É assim, pensamos estar vivendo uma ausência de deuses e mitos e cremos estar vivendo um tempo cientifico tecnológico, mas cada vez mais nos atolamos na crença de que somos livres e cada vez mais nos enredamos nas teias da exploração. O homem nunca vai abandonar suas crenças, seus mitos e os deuses que habitam seu espírito. Pode mudar de nome, de imagem ou de forma, mas sempre haverá um a quem possamos nos agarrar para confortar nossas ignorância.

Hoje, vivemos em meio a grandes grupos de deuses, como exemplificado acima, que somente se preocupam na sua realização e muito pouco na prestação de serviços e crescimento da sociedade como um todo, esperamos seja até que um novo iluminismo surja, até que sonhemos na possibilidade de gerir nossa vida com uma verdadeira educação e saber, onde o conhecimento signifique a medida da escolha.

É claro que nisso não temos nenhuma dúvida ? não haverá um socialismo onde todos sejam iguais e tenham acesso a benefícios igualitários, porque os homens são diferentes, e diferente será a recompensa, por seus feitos. O que ansiamos e pregamos é que possamos atingir um grau de menos animalidade e mais compreensão entre os homens, onde aquele que se dispõe a fazer justiça ? mantenha o foco nisso, aquele que se dispõe a curar doenças, se dedique a isso precipuamente e não a enriquecer desmesuradamente; e aquele que visa informar tenha em mente a distinção que criar tumultos não significa melhor informar. Enfim, buscamos sonhar uma sociedade onde a busca da riqueza tenha por limite a moral e o respeito à vida e, principalmente, se possa dar ao menos afortunado em seus talentos pessoais, uma forma digna de sobrevivência sem as agruras que hoje submetemos indiscriminadamente a todos.

Aspirar que haja justiça a todos igualmente, onde não há, não é ser revolucionário. Aspirar haver profissionalismo e atendimento humanitário, onde reina cobiça e ganho fácil, não é ser revolucionário. Aspirar ser informado, de fatos comprovados e ser orientado diariamente para o bem, sem essa preocupação doentia e belicista reinante, não é ser revolucionário.
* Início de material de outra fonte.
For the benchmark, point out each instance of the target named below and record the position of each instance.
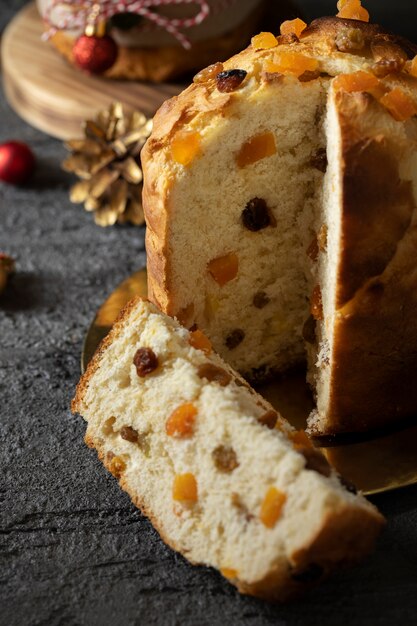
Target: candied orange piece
(357, 81)
(185, 146)
(224, 268)
(256, 148)
(228, 572)
(300, 439)
(293, 27)
(399, 104)
(413, 67)
(263, 41)
(199, 341)
(316, 307)
(185, 488)
(208, 73)
(352, 10)
(180, 423)
(271, 507)
(289, 62)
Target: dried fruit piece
(145, 361)
(260, 299)
(300, 439)
(107, 427)
(199, 341)
(214, 374)
(322, 238)
(185, 315)
(350, 40)
(293, 27)
(309, 330)
(224, 268)
(185, 488)
(117, 466)
(316, 307)
(208, 73)
(269, 419)
(256, 148)
(315, 461)
(399, 104)
(129, 434)
(263, 41)
(271, 507)
(180, 423)
(357, 81)
(352, 10)
(225, 459)
(413, 67)
(230, 80)
(255, 215)
(234, 338)
(290, 62)
(185, 146)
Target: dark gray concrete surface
(73, 549)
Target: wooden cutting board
(50, 94)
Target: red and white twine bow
(79, 14)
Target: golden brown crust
(375, 335)
(77, 404)
(163, 63)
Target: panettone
(280, 199)
(225, 480)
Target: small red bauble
(95, 54)
(17, 162)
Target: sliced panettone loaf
(280, 197)
(225, 480)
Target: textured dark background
(73, 549)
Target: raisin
(269, 419)
(255, 215)
(319, 160)
(309, 330)
(214, 374)
(348, 485)
(129, 434)
(310, 574)
(234, 338)
(145, 361)
(260, 299)
(225, 459)
(315, 461)
(230, 80)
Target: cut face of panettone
(280, 202)
(225, 480)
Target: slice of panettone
(224, 479)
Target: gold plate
(375, 464)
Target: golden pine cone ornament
(107, 160)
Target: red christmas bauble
(95, 54)
(17, 162)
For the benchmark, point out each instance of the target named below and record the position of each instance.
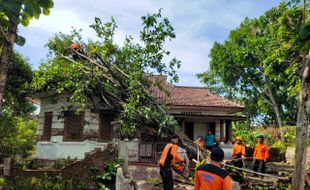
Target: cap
(175, 136)
(217, 154)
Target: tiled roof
(191, 96)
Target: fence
(149, 153)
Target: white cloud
(198, 23)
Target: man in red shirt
(261, 154)
(238, 153)
(167, 160)
(211, 176)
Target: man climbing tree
(115, 75)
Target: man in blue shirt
(209, 140)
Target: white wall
(91, 119)
(200, 129)
(57, 149)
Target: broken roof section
(189, 96)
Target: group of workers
(211, 176)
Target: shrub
(17, 136)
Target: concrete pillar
(222, 131)
(183, 125)
(217, 130)
(228, 130)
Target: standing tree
(13, 13)
(303, 114)
(259, 63)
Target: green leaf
(20, 40)
(305, 32)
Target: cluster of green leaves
(18, 87)
(46, 182)
(17, 136)
(259, 64)
(109, 76)
(106, 180)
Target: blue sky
(198, 24)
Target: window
(105, 127)
(73, 126)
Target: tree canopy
(259, 65)
(115, 75)
(13, 13)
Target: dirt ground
(150, 175)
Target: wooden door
(73, 126)
(47, 127)
(105, 127)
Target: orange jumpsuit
(211, 177)
(238, 149)
(261, 152)
(168, 157)
(201, 143)
(173, 152)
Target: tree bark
(5, 54)
(277, 112)
(302, 128)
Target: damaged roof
(189, 96)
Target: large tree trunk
(277, 112)
(5, 54)
(302, 128)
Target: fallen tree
(102, 75)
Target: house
(62, 133)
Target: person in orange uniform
(167, 159)
(238, 152)
(200, 141)
(77, 48)
(211, 176)
(261, 154)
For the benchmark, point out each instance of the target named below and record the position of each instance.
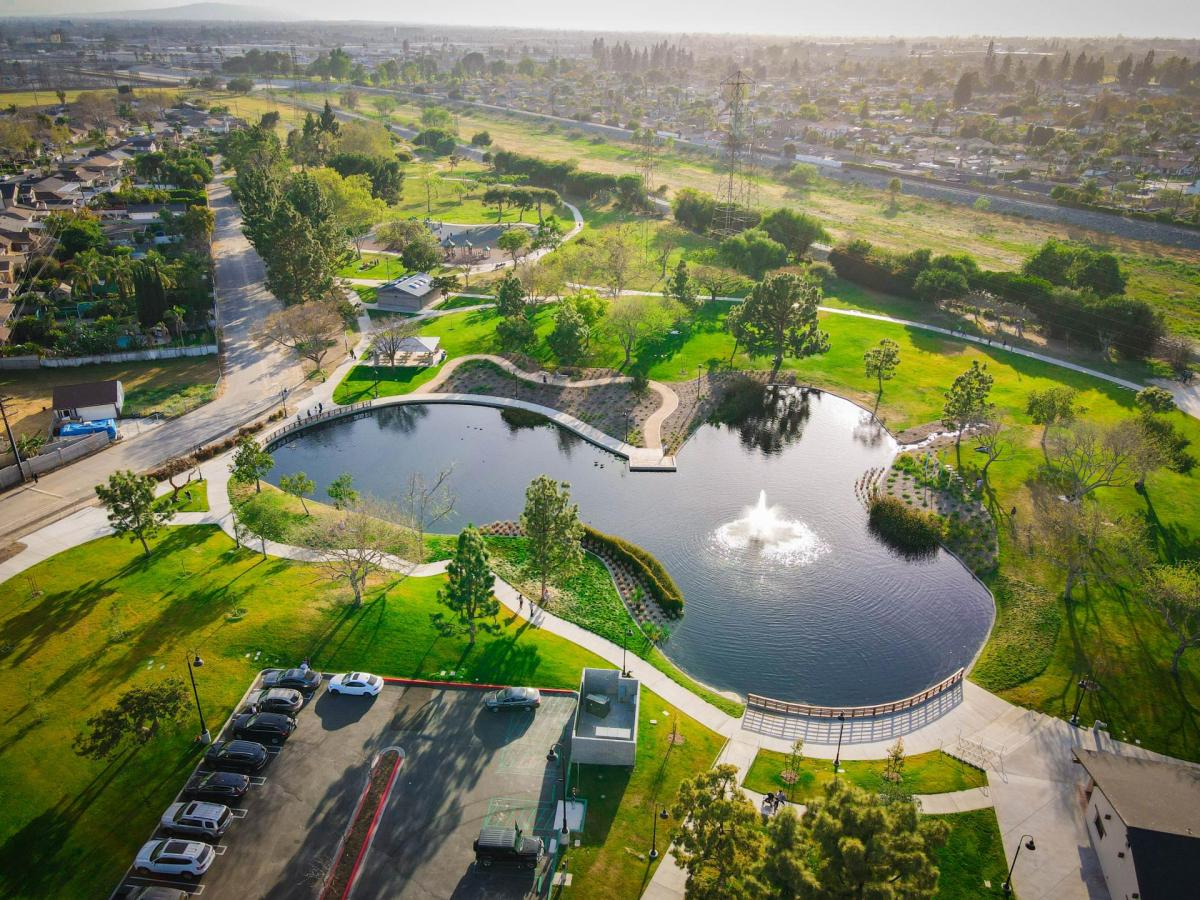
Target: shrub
(906, 529)
(659, 581)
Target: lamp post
(654, 834)
(837, 759)
(556, 753)
(1081, 687)
(1007, 887)
(192, 665)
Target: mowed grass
(169, 387)
(85, 625)
(923, 773)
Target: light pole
(654, 835)
(837, 759)
(1007, 887)
(192, 665)
(1081, 687)
(557, 753)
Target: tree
(718, 841)
(309, 329)
(569, 339)
(795, 231)
(780, 318)
(753, 252)
(251, 463)
(851, 844)
(966, 402)
(636, 318)
(1050, 407)
(681, 287)
(1089, 456)
(298, 485)
(130, 502)
(468, 588)
(515, 243)
(341, 491)
(136, 718)
(355, 545)
(1174, 593)
(551, 525)
(881, 363)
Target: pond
(787, 592)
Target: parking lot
(463, 768)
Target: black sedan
(301, 679)
(222, 786)
(268, 727)
(275, 700)
(237, 756)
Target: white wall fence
(17, 363)
(53, 457)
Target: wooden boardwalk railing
(755, 701)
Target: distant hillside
(193, 12)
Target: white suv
(197, 819)
(174, 857)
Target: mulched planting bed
(383, 772)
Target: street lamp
(192, 665)
(1007, 887)
(1083, 685)
(654, 834)
(837, 759)
(556, 753)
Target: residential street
(251, 383)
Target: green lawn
(94, 621)
(972, 863)
(923, 773)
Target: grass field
(89, 623)
(169, 387)
(924, 773)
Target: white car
(360, 683)
(174, 857)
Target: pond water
(787, 592)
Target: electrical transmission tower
(735, 198)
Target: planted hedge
(658, 580)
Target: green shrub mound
(1023, 641)
(658, 580)
(906, 529)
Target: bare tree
(426, 503)
(307, 329)
(357, 545)
(1091, 456)
(389, 340)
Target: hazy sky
(1165, 18)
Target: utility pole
(12, 441)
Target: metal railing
(755, 701)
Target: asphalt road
(250, 385)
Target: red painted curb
(431, 683)
(375, 821)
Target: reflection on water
(787, 592)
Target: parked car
(301, 679)
(275, 700)
(355, 683)
(216, 786)
(269, 727)
(513, 699)
(197, 819)
(508, 846)
(237, 756)
(174, 857)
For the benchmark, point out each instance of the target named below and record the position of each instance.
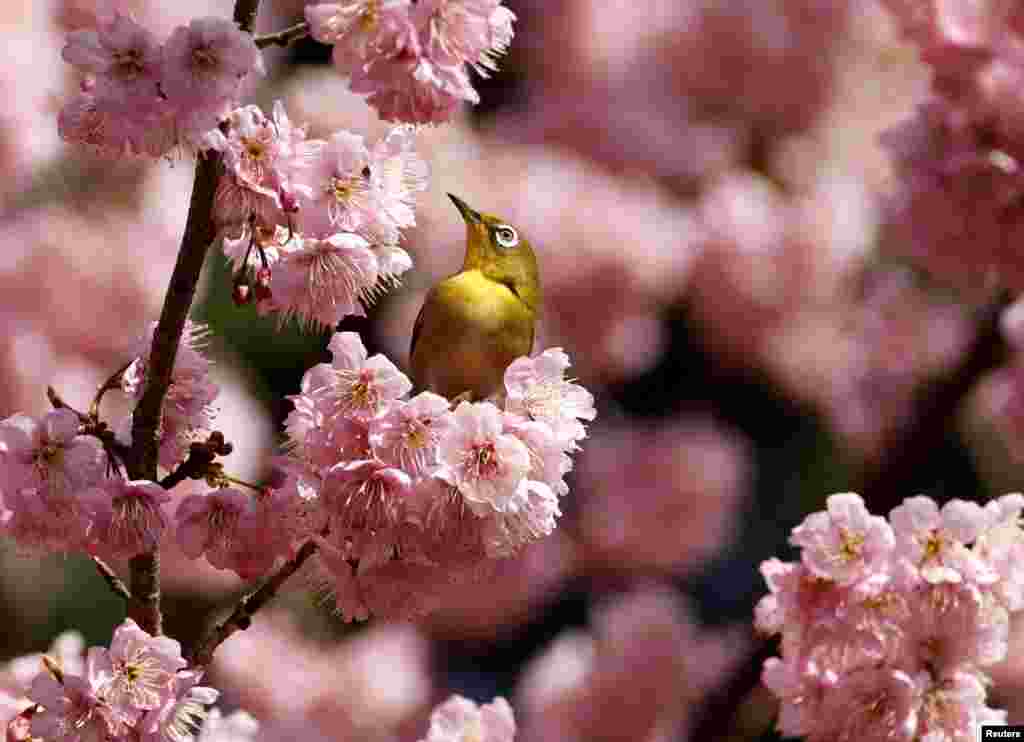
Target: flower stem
(113, 581)
(241, 617)
(143, 607)
(284, 37)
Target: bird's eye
(506, 236)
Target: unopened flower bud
(262, 289)
(241, 294)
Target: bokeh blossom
(410, 57)
(907, 613)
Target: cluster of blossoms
(410, 56)
(60, 488)
(887, 626)
(318, 222)
(958, 158)
(141, 689)
(400, 493)
(144, 97)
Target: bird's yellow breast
(470, 330)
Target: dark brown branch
(245, 14)
(200, 232)
(144, 606)
(113, 383)
(284, 37)
(113, 581)
(241, 617)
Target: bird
(475, 322)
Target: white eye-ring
(506, 236)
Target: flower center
(254, 147)
(370, 16)
(205, 59)
(343, 188)
(482, 462)
(128, 64)
(358, 391)
(933, 547)
(851, 546)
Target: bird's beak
(470, 216)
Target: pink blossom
(208, 59)
(188, 403)
(339, 183)
(538, 388)
(548, 461)
(483, 463)
(48, 454)
(875, 705)
(936, 541)
(237, 727)
(361, 386)
(460, 718)
(184, 709)
(137, 673)
(208, 524)
(954, 707)
(262, 158)
(324, 280)
(846, 542)
(74, 709)
(397, 173)
(1001, 546)
(125, 55)
(529, 516)
(130, 521)
(953, 627)
(474, 32)
(801, 693)
(67, 651)
(409, 433)
(295, 504)
(365, 497)
(414, 90)
(360, 30)
(37, 521)
(147, 129)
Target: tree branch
(113, 581)
(241, 617)
(144, 604)
(284, 37)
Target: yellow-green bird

Constitui apenas um desejo legítimo de quem ama seu país e não quer ver aprofundar nele as desigualdades, e se sente doente ao cruzar nas esquinas com crianças maltrapilhas e famintas, jogando um limão p`ra cima e pedindo um trocado, porque é de nossas responsabilidade que não seja assim.

Porque um país sadio, não se faz com velhos doentes e crianças maltrapilhas, mas sim com profissionais responsáveis que possuem dentro de si um deus de bondade e de consciência, que o faz irmão dos seus irmãos, pais de seus país, e amigo de seus amigos. Porque é crendo nos deuses e no bem, no belo e no justo que seremos seres humanos melhores do que aqueles que viveram no passado. Afinal em alguma época haveremos de crescer como gente.

Apolinario de Araujo Albuquerque Rio, 25 abr 2011.